Changing our voice sounds can notify the listener that our emotions are shifting to a new direction. Thus, the voice is a way for a speaker to demonstrate his emotional state. Given the wide range of emotional information that a listener receives from speech, it is not surprising that researchers from a variety of disciplines are interested in studying speech emotion. The following section provides a summary of previous research that forms a basis of this study. We start in 1935 when Skinner attempted to study happy and sad emotional information through analyzing the pitch of speech. The non-verbal conveyance of emotion includes paralinguistic acoustic cues such as pitch and energy. Skinner’s study revealed that a person’s pitch is more likely to change if he is happy or sad than if he is experiencing another type of emotion (cf. Skinner, 1935). In their later work, Ortony et al. (1990) observed that a single sentence can express various emotions as the speaker changes the speaking rate and energy used.

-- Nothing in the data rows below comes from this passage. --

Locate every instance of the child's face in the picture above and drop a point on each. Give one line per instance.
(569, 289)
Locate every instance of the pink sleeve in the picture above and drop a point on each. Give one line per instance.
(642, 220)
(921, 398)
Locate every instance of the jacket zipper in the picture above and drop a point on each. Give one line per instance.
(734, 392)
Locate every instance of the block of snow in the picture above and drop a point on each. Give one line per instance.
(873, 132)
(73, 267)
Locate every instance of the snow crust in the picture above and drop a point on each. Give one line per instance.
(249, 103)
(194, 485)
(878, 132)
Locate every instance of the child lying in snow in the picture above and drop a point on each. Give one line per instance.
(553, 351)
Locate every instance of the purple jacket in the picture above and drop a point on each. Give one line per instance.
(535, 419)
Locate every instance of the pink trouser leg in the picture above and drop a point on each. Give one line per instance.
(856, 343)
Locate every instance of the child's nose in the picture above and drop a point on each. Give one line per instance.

Nygaard and Queen (2008) subsequently demonstrated that a listener was able to repeat happy or sad words, such as comedy or cancer, more quickly when the words were spoken in a tone of voice that matched the emotional content; the repetition proceeded more slowly when the emotional tone of voice contradicted the affective meaning of the words used. Schirmer and Simpson (2007) also found that the emotional tone of speech can influence a listener’s cognitive processing of words. Furthermore, more than 50 years ago, Kramer’s studies established that in cross-cultural communication, a listener who does not know the cultural background or language of the speaker can still understand and recognize the emotional information via non-verbal communication (see Kramer, 1964).
The above studies have collectively agreed that non-verbal aspects of speech can independently demonstrate emotional information. Since the non-verbal aspects of speech can separately contain emotion, as such, understanding emotion can help to overcome the language and cultural barriers often present in cross-cultural and international communication. In this thesis, we aim to create a novel method for a computer to recognize emotion through non-verbal speech cues in the Mandarin language. The intention is to thus enable the computer to detect a Mandarin speaker’s different emotional states. Our goal is to find an alternative to the current methods,
which accurately characterize non-verbal speech emotion in languages other than Mandarin. In this study, we disregard the verbal aspects of speech and focus solely on non-verbal aspects of speech in all experiments.
The remainder of this chapter is organized as follows: We first introduce speech emotion recognition (SER) in Section 1.1. The applications of SER are then described in Section 1.2, while Section 1.3 subsequently discusses SER in the Mandarin language. In Section 1.4, we formulate our problem statement (PS) and research questions (RQs). Afterwards, Section 1.5 describes the research methodology, and Section 1.6 offers an overview of our contributions. Finally, Section 1.7 outlines the structure of this thesis.